I am not sure whether Nagle is unaware of Milo’s harassment of a trans student in Milwaukee and his plans to out undocumented students at Berkeley or if the concerns of trans or out of status students are just so much SJW idpol nonsense when compared to the righteousness of the materialist left, but it seems to me that insisting that the left react to threats against our fellow human beings by responding to them on the “level of ideas” seems to me to full encapsulate the problem with turning the book’s analysis of the rise of the alt-right into a viable political response. Seeing Milo’s tour as exposing the “deep intellectual rot in contemporary cultural progressivism” rather than as a calculated attempt by the alt-right to use the promise of hurting enemies to recruit and embolden followers is literally giving away half the battle. There’s no solution proposed by Kill All Normies. There’s a vague hope that it’s not too late, and a brief celebration of the economic left, but mostly what is offered is not a plan to defeat the alt-right, but a strange sympathy with them.


If you’ve read this far, thank you. I’ve now spent closing in on 2,000 words discussing the book, and that doesn’t even include the damn storify. Why have I spent so much time on this?

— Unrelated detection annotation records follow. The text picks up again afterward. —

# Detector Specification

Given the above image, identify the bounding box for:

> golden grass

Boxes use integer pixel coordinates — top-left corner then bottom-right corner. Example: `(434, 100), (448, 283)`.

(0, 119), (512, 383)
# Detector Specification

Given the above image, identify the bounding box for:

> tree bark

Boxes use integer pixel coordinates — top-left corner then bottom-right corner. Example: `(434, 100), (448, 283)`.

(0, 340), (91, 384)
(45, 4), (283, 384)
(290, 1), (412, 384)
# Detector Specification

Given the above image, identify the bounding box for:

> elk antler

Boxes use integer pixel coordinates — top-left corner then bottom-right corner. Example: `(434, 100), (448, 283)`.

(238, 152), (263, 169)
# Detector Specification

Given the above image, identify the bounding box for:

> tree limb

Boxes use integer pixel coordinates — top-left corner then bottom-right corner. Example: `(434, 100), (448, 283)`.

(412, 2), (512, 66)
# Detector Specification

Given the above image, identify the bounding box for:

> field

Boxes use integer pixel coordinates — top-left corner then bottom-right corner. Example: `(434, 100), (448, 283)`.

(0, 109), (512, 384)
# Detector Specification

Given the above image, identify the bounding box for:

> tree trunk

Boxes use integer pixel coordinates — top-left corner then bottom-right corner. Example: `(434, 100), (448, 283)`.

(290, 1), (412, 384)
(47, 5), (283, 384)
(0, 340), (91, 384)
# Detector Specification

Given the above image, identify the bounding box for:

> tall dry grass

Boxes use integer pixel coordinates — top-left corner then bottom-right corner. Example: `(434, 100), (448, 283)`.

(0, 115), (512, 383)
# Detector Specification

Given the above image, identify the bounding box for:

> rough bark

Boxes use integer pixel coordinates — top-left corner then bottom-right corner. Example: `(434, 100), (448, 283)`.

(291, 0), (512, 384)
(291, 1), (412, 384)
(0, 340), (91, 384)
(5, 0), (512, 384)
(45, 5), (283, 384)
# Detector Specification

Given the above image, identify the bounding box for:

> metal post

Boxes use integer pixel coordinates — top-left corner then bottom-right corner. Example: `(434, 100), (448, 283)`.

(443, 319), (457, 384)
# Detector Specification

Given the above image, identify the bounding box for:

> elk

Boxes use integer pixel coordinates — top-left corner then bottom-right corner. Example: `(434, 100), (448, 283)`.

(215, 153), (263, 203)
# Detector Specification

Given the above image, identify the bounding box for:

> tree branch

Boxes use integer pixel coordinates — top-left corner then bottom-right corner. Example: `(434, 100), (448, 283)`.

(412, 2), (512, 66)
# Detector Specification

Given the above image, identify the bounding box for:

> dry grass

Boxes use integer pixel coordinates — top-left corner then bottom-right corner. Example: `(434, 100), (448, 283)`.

I am, as the old meme goes, from the internet. I wasted chunks of my misspent youth on both tumblr and 4chan. I saw the events Nagles refers to happen in real time. I am aware, as they say, of all internet traditions. There is a very real right-wing, white nationalist presence online, and there has been since long before queer kids started using tumblr as a place to talk about gender identity. I have very clear memories (but, alas, no links) of traditionalist punks talking about the glories of Russian Orthodoxy on the Nothing Nice to Say message boards. Alex Jones, discussed as as right-wing Gramscian by Nagle, has been broadcasting since I was in grade school. His crony Paul Joseph Watson has been lying on the internet in the service of reaction since I was a teenager. It is important to know these things, and spreading the line that the modern right is a simple lizard-brain backlash to identity politics and that only a mythical true anticapitalism can save us by winning the young and disaffected who would otherwise be vulnerable to this over to our side will only weaken the left. We must, we absolutely must, be able to see the right as having ideological content, and as being capable of moving politically to advance that ideology, if we’re going to fight them. Kill All Normies could have been an illuminating study of the rise of a new face of reaction. Instead, it served mostly as an extended bout of infighting.